The above describes an exemplary implementation of a computer program in this embodiment. It should be noted that the technical solution of the computer program aligns with the same concept as the technical solutions of the aforementioned information processing method or product query method. Any details not explicitly described in the computer program's technical solution can be referenced in the descriptions of the aforementioned information processing method or product query method.

The present disclosure also provides an embodiment of a computer program product, which includes a computer program or instructions. When executed by a processor, the computer program or instructions implement the steps of the aforementioned information processing method or product query method.

The above is an illustrative embodiment of a computer program product provided in the present disclosure. It should be noted that the technical solution of this computer program product is based on the same concept as the technical solutions of the aforementioned information processing method or product query method. Details not explicitly described in the computer program product's technical solution can be referred to in the descriptions of the information processing method or product query method provided above.

The specific embodiments of the present disclosure have been described above. Other embodiments fall within the scope of the appended claims. In some cases, the actions or steps described in the claims may be performed in a different order than in the embodiments and still achieve the desired results. Furthermore, the processes depicted in the accompanying drawings do not necessarily require the specific or sequential order shown to achieve the desired results. In certain implementations, multitasking and parallel processing are also possible or may be advantageous.

The computer instructions include computer program code, which can be in the form of source code, object code, executable files, or some intermediate form. The computer-readable medium may include any entity or device capable of carrying the computer program code, such as recording media, USB drives, portable hard drives, magnetic disks, optical disks, computer memory, read-only memory (ROM), random access memory (RAM), electrical carrier signals, telecommunication signals, and software distribution media, among others. It should be noted that the contents of the computer-readable medium can be appropriately increased or reduced depending on patent practice requirements. For example, in some regions, according to patent practice, computer-readable media may exclude electrical carrier signals and telecommunication signals.

It should be noted that in the aforementioned method embodiments, for the sake of concise description, they have been presented as a series of action combinations. However, those skilled in the art should understand that the embodiments of the present disclosure are not limited by the described order of actions, as certain steps may be performed in a different sequence or simultaneously depending on the embodiments of the present disclosure. Furthermore, those skilled in the art should also understand that the embodiments described in the specification represent preferred embodiments, and the actions and modules involved are not necessarily required for all embodiments of the present disclosure.

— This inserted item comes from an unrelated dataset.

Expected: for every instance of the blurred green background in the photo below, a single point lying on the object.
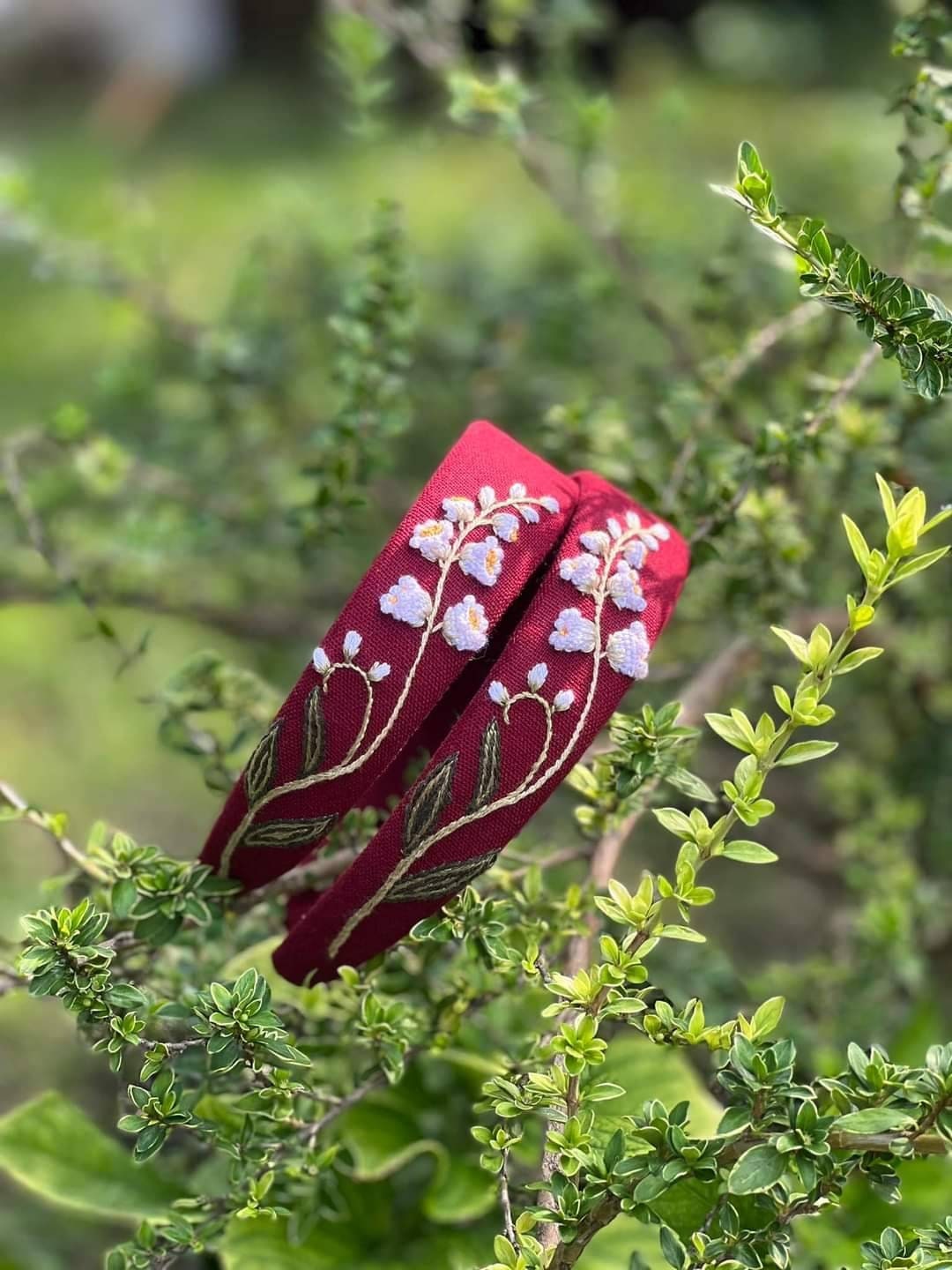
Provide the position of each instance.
(188, 170)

In the above embodiments, the descriptions of each embodiment focus on different aspects, and portions not elaborated in one embodiment can refer to the relevant descriptions in other embodiments.

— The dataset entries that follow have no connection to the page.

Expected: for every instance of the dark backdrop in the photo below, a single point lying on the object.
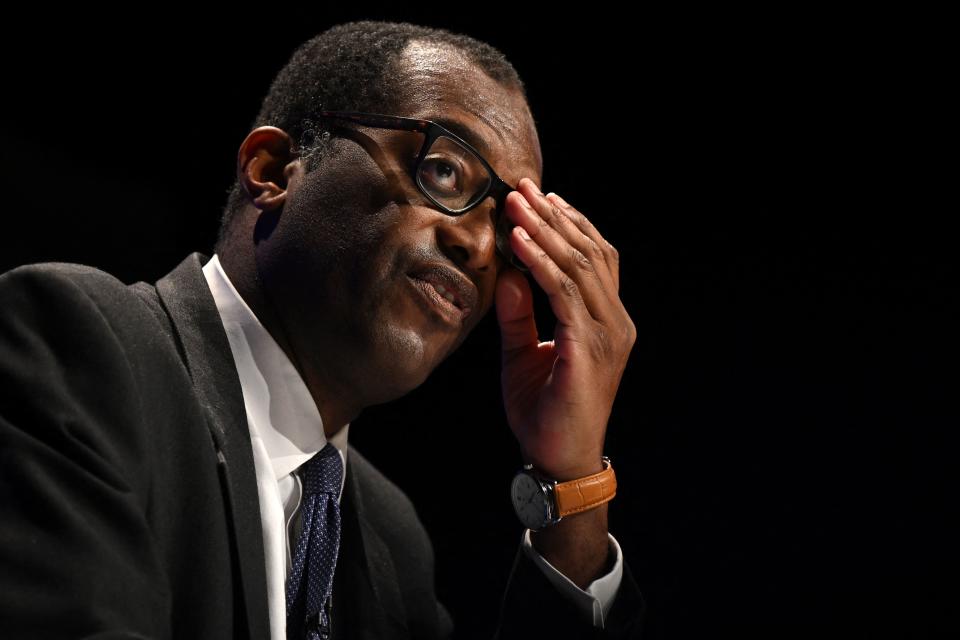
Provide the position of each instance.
(784, 432)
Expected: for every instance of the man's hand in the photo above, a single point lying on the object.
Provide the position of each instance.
(558, 395)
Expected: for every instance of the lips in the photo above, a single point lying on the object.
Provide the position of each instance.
(439, 282)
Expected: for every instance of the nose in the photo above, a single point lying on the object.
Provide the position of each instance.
(470, 238)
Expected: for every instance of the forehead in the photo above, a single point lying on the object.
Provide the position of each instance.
(443, 85)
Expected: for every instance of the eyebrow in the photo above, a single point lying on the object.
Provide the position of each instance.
(464, 131)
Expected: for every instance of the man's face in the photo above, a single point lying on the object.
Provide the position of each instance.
(337, 267)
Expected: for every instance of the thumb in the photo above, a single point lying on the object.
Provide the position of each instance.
(514, 303)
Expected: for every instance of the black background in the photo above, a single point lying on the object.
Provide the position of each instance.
(784, 432)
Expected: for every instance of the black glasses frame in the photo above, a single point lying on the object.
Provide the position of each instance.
(431, 130)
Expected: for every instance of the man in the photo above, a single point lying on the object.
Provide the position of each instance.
(158, 441)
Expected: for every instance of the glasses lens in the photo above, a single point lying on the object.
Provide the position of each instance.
(456, 178)
(453, 175)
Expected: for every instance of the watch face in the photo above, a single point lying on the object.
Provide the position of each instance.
(529, 501)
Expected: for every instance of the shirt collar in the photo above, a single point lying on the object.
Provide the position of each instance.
(280, 409)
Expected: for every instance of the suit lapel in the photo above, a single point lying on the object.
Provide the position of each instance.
(186, 296)
(367, 603)
(366, 591)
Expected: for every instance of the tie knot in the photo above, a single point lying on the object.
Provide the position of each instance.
(323, 473)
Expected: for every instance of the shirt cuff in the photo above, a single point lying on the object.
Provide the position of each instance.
(596, 600)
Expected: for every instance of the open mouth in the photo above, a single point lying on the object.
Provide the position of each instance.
(439, 301)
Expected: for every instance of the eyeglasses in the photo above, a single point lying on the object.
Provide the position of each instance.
(448, 171)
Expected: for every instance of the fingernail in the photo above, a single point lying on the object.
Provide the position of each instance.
(560, 201)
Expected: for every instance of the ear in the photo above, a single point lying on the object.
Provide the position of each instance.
(263, 165)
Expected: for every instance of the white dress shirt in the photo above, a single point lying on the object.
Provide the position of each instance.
(286, 430)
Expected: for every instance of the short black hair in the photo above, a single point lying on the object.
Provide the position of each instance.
(351, 67)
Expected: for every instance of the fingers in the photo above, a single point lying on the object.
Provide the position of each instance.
(611, 257)
(564, 254)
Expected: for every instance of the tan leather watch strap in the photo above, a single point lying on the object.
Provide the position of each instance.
(586, 493)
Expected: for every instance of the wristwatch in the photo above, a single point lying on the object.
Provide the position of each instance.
(541, 502)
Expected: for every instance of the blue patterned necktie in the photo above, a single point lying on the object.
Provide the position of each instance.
(310, 582)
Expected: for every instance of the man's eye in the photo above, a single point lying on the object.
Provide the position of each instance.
(442, 175)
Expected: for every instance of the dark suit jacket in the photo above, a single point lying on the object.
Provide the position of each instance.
(128, 502)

The disclosed preferred embodiments of the present disclosure are provided solely to facilitate explanation. The optional embodiments do not exhaustively describe all details nor limit the invention to the specific embodiments described. Clearly, numerous modifications and variations can be made based on the content of the present disclosure's embodiments. These embodiments are selected and specifically described to better illustrate the principles and practical applications of the present disclosure's embodiments, thereby enabling those skilled in the relevant field to understand and utilize the present disclosure effectively. The present disclosure is limited only by the claims and their full scope and equivalents.